Similar to his co-founders, Selec said he started nonPareil by “looking at my son, who wasn’t playing football but was on the computer. I realized he was pretty good for this stuff.”

Moore added that many people with Asperger’s “have an uncanny ability to connect with technology.”

The co-founders also realized that they didn’t know what would happen to their kids when they became adults, a problem facing hundreds of thousands of families with autistic children around the globe.

“We literally have received emails from all over the world asking about the work we’re doing,” Eix said. The waiting list at the institute is now about 80 names, and is expected to mushroom.
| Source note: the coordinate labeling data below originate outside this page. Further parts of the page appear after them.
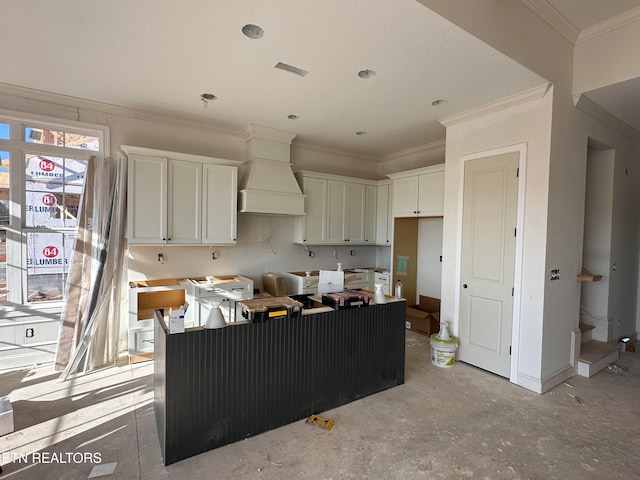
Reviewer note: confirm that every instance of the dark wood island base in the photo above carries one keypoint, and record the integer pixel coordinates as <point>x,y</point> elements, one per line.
<point>214,387</point>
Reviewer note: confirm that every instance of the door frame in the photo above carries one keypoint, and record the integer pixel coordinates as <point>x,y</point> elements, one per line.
<point>521,149</point>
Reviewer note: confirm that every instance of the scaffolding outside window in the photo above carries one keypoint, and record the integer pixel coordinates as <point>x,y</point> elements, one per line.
<point>42,182</point>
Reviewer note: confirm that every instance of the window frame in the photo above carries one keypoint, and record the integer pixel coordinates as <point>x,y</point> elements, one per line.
<point>18,147</point>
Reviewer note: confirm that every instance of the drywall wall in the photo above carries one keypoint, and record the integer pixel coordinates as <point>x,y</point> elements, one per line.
<point>526,124</point>
<point>596,67</point>
<point>429,280</point>
<point>264,245</point>
<point>596,256</point>
<point>513,29</point>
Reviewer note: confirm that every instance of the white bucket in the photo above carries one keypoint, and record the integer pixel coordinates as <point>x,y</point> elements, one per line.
<point>443,352</point>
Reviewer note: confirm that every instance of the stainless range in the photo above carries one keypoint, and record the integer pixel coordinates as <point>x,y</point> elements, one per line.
<point>223,290</point>
<point>301,283</point>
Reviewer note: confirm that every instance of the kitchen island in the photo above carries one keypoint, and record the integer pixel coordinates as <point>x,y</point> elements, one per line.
<point>214,387</point>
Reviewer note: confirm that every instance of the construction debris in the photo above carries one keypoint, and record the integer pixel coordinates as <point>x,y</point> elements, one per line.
<point>319,422</point>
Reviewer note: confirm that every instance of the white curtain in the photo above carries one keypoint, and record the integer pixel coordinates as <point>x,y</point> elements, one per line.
<point>99,333</point>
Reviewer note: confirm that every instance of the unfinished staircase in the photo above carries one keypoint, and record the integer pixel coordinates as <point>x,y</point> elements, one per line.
<point>594,355</point>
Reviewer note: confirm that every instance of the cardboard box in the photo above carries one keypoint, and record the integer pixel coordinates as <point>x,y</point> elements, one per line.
<point>176,319</point>
<point>274,284</point>
<point>425,317</point>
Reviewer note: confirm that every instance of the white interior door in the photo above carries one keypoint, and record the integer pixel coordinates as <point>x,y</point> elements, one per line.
<point>490,199</point>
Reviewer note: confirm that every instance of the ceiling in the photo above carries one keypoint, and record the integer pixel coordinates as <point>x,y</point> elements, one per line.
<point>621,99</point>
<point>162,59</point>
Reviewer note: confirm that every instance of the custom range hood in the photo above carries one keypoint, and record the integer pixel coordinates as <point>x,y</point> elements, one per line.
<point>267,184</point>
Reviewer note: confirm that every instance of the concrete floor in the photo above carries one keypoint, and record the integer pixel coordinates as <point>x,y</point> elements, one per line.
<point>453,423</point>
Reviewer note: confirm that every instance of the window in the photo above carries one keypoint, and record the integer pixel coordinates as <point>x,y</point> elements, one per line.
<point>42,183</point>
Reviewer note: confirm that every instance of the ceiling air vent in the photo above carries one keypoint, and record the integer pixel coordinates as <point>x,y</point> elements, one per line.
<point>290,68</point>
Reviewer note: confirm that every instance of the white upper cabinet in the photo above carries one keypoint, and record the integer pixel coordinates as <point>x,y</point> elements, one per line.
<point>219,200</point>
<point>419,193</point>
<point>346,210</point>
<point>338,210</point>
<point>180,199</point>
<point>147,199</point>
<point>370,214</point>
<point>184,202</point>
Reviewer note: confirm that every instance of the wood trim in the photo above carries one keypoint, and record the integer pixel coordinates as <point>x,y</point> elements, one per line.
<point>534,93</point>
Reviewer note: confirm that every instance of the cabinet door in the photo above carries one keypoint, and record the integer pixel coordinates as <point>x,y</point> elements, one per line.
<point>390,217</point>
<point>431,194</point>
<point>405,197</point>
<point>147,199</point>
<point>219,204</point>
<point>314,223</point>
<point>336,208</point>
<point>370,215</point>
<point>354,216</point>
<point>184,202</point>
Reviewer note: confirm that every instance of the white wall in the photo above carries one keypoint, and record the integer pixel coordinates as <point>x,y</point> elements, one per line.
<point>528,124</point>
<point>251,256</point>
<point>596,256</point>
<point>595,66</point>
<point>429,275</point>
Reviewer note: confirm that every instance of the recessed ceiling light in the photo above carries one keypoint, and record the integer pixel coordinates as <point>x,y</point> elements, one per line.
<point>206,98</point>
<point>367,73</point>
<point>291,69</point>
<point>252,31</point>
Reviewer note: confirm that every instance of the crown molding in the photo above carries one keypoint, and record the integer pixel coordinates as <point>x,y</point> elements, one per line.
<point>331,151</point>
<point>606,26</point>
<point>591,108</point>
<point>268,133</point>
<point>506,102</point>
<point>91,105</point>
<point>552,17</point>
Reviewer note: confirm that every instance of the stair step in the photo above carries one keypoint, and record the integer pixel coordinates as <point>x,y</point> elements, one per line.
<point>595,356</point>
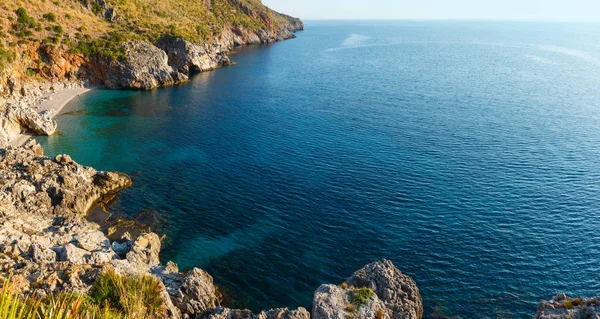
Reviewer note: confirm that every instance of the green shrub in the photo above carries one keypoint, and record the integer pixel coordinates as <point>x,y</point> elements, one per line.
<point>50,17</point>
<point>351,308</point>
<point>108,46</point>
<point>6,57</point>
<point>361,296</point>
<point>24,21</point>
<point>68,306</point>
<point>137,297</point>
<point>51,40</point>
<point>31,72</point>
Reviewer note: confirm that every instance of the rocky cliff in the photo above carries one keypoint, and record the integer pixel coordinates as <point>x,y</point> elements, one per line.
<point>128,44</point>
<point>50,248</point>
<point>563,307</point>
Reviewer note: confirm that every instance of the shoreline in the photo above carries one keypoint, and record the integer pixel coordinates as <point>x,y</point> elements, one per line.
<point>54,102</point>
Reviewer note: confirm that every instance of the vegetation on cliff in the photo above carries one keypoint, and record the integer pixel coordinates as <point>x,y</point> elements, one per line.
<point>113,296</point>
<point>53,38</point>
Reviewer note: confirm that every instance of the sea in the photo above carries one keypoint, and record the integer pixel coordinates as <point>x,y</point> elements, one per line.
<point>466,152</point>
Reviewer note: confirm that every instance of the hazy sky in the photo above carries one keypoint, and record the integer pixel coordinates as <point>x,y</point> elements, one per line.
<point>440,9</point>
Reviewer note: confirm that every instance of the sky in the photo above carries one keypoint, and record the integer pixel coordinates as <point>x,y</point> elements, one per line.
<point>439,9</point>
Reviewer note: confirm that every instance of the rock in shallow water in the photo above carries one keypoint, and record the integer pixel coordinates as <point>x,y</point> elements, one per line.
<point>144,67</point>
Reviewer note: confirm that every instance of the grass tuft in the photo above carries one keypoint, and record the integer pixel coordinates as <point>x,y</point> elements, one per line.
<point>361,296</point>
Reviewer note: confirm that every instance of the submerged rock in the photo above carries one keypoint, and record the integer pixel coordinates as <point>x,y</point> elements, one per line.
<point>563,307</point>
<point>279,313</point>
<point>144,67</point>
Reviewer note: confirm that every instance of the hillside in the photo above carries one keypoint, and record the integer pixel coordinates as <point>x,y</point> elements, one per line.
<point>93,39</point>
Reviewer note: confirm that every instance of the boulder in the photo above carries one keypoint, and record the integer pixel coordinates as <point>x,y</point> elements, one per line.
<point>92,241</point>
<point>72,254</point>
<point>398,291</point>
<point>195,293</point>
<point>284,313</point>
<point>144,67</point>
<point>378,290</point>
<point>145,251</point>
<point>42,254</point>
<point>187,57</point>
<point>335,302</point>
<point>279,313</point>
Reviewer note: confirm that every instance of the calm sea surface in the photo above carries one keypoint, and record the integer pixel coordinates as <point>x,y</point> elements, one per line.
<point>468,153</point>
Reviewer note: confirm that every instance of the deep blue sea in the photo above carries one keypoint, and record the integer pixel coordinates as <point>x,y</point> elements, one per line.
<point>468,153</point>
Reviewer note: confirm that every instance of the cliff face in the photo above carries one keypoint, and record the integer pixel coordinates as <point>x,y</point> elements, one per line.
<point>128,44</point>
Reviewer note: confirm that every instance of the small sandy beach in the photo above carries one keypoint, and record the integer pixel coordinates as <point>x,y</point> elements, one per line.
<point>54,101</point>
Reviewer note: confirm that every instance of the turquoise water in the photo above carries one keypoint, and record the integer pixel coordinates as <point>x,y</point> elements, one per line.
<point>466,152</point>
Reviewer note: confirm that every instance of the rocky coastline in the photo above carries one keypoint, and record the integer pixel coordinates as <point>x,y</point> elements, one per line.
<point>48,246</point>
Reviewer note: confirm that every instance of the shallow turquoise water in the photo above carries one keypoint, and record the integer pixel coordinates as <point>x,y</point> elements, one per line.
<point>466,152</point>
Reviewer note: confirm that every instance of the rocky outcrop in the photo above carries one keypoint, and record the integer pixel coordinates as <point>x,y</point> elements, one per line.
<point>145,67</point>
<point>279,313</point>
<point>187,57</point>
<point>563,307</point>
<point>398,291</point>
<point>15,119</point>
<point>20,112</point>
<point>335,302</point>
<point>32,184</point>
<point>378,290</point>
<point>194,293</point>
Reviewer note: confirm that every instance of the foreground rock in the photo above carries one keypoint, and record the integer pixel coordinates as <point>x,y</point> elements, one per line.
<point>18,112</point>
<point>563,307</point>
<point>378,290</point>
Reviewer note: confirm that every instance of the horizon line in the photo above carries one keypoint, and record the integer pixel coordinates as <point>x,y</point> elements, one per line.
<point>596,20</point>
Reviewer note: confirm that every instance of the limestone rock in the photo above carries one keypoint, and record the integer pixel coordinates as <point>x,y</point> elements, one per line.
<point>186,57</point>
<point>285,313</point>
<point>145,251</point>
<point>72,254</point>
<point>195,293</point>
<point>279,313</point>
<point>145,67</point>
<point>398,291</point>
<point>394,295</point>
<point>92,241</point>
<point>563,307</point>
<point>42,254</point>
<point>335,302</point>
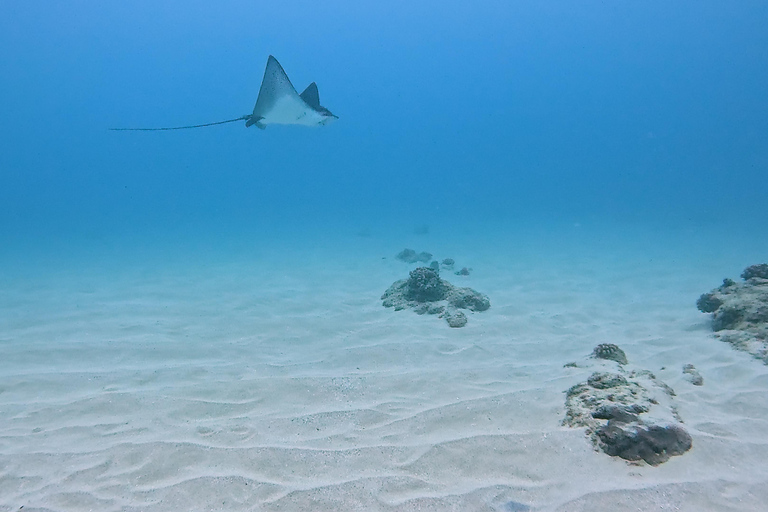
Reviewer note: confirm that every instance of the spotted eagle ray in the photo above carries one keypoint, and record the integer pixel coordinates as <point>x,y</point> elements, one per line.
<point>278,103</point>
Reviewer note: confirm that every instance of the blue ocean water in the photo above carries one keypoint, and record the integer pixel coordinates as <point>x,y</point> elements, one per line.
<point>183,310</point>
<point>450,113</point>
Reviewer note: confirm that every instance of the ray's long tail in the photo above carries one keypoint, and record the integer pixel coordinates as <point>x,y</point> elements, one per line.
<point>241,118</point>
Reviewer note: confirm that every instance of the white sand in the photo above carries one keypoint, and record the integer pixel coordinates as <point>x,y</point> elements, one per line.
<point>270,377</point>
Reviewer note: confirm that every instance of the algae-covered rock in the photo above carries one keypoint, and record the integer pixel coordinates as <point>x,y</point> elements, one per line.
<point>610,352</point>
<point>628,414</point>
<point>740,311</point>
<point>426,293</point>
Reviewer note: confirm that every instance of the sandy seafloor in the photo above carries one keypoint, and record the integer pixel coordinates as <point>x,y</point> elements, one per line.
<point>264,374</point>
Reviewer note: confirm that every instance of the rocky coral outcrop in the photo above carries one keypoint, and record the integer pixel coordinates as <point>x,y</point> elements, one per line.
<point>627,413</point>
<point>426,293</point>
<point>610,352</point>
<point>411,256</point>
<point>740,311</point>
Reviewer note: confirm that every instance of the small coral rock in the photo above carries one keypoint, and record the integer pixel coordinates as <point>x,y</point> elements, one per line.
<point>652,443</point>
<point>708,303</point>
<point>425,285</point>
<point>611,352</point>
<point>602,380</point>
<point>693,375</point>
<point>760,270</point>
<point>456,319</point>
<point>425,293</point>
<point>411,256</point>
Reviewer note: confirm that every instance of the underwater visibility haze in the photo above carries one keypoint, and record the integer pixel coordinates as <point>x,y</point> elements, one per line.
<point>222,317</point>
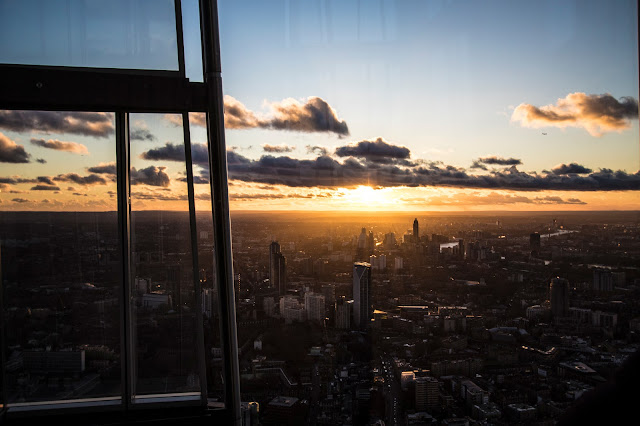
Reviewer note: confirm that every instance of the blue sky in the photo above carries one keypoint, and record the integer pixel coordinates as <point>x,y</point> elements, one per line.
<point>349,104</point>
<point>440,77</point>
Selec said he knows of other nonprofit organizations training adults with autism to become software testers, such as AspiraTech in Chicago and another institute in Denmark. Offering training in actual programming and design as NonPareil does is rare, if not unique, Selec said. Building a campus with housing would be unique.

Selec said the NonPareil concept might not have been possible without the invention of the App Store and subsequent others like the Android Market. “We owe those markets a debit of gratitude without a doubt,” Selec said. “They provide built-in marketing. If I’ve written the greatest app ever and can’t get it into the hands of the public, what have I done?”

With mobile markets growing, Selec said he feels more secure about nonPareil’s prospects for selling apps. “The mobile market is still in its infancy and will change over time. We want to have our data with us wherever we go and be free to use it where we are. I believe that the apps market is just going to get stronger, although it never kills the PC and desktop. Just look at how the female population is untapped with games, although Zynga has tapped into that.”

While some of nonPareil’s apps will be games, the focus is much broader, reflecting the values of the institute, which maintains that its students have special abilities, not disabilities.

“We’re finding ideas for apps to make life easier,” Selec said. “We’re building a math educational app as well. We’re looking for a way for people to learn math in a more natural and easy way.”